В глубине сада толпятся и ветераны и новички. Даже Туркин и Савченко оставили посреди двора самодельные шахматы. Слышно:
— Здравия желаем, курортник!
— Сколько лет, сколько зим!
— Ого, какое брюхо наел!
— Что случилось, Сорокин? — с крыльца спрашивает Воронов. — Неужели Ломтиков?
— Так точно, товарищ майор!
Толпа расступилась, и осунувшийся, уставший после долгой дороги Ломтиков, забыв всякие дисциплинарные условности, бросается на шею начальника разведки. Новички не знают, что Ломтиков вынес полуживого Воронова из вражеского окружения. Семнадцать километров…

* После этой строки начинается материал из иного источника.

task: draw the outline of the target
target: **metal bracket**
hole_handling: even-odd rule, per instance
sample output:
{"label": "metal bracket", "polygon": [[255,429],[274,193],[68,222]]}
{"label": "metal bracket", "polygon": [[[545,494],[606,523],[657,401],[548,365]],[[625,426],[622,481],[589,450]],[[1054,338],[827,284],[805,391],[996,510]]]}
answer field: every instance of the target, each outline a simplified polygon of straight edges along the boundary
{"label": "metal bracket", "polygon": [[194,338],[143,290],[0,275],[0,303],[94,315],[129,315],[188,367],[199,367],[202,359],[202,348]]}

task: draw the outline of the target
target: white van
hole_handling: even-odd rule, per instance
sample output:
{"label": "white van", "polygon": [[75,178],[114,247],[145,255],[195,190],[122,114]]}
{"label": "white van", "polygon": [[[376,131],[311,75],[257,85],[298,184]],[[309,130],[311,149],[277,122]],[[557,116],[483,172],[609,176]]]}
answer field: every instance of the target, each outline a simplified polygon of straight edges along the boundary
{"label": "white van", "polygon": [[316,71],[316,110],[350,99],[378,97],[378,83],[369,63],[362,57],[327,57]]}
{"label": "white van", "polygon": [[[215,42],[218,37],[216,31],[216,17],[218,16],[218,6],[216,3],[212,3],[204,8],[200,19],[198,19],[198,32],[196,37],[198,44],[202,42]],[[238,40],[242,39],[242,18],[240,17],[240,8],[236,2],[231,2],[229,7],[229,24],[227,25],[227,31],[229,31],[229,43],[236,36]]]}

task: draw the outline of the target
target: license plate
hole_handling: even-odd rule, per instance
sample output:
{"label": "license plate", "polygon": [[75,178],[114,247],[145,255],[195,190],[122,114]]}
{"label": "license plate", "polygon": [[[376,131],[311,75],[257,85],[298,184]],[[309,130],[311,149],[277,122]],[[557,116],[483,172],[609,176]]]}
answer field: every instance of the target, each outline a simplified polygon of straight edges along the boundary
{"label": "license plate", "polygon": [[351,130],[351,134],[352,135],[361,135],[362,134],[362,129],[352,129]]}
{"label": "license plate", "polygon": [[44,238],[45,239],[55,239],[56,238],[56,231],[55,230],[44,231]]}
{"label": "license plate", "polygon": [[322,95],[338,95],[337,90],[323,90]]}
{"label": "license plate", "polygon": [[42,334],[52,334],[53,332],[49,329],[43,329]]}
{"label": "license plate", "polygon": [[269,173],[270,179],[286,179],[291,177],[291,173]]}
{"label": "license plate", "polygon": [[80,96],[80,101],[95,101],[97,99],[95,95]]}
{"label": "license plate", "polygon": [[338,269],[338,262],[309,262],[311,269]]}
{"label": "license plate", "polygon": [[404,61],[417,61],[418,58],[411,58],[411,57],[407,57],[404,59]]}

— Ну хватит, хватит, — еле слышно ворчит расчувствовавшийся Воронов. — Все в порядке?
— Врачи говорили, что в тыл спишут. А вышло не по-ихнему!
— Садись, Василий! — майор подвигает Ломтикову стул. — И вы, товарищи, устраивайтесь поудобнее. Послушаем, что там, на земле родной…
— Разрешите закурить, товарищ майор? А то я немного не того…
— Дыми и рассказывай.
Ломтиков закуривает, счастливо улыбается.
— Что ни говори, а земля наша вся свободна. Так-да… В Киеве поезд два часа стоял, и я на Крещатик подался. Тысячи людей, как муравьи, возле руин копошатся. С песнями… А Шепетовку проезжал утром. В восемь часов тридцать минут детвора в школу спешила. С настоящими учебниками. И с тетрадями… — Лицо Ломтикова вдруг становится печальным. — Правда, война когти глубоко запустила… В колхозах женщины на коровах пашут. А если коров нет, сами в плуг впрягаются. Тяжело смотреть… Так-да. Жители некоторых сел в землянках бедуют — гитлеровцы при отступлении сожгли все, до бревнышка… Но небо — чистое, солнце — яркое! Головы поднялись, глаза сверкают. И пограничник стоит возле столба с гербом. Так-да… Настоящий, в зеленой фуражке!
— Даже не верится, что мы такую войну сдюжили, — задумчиво говорит Спиридонов.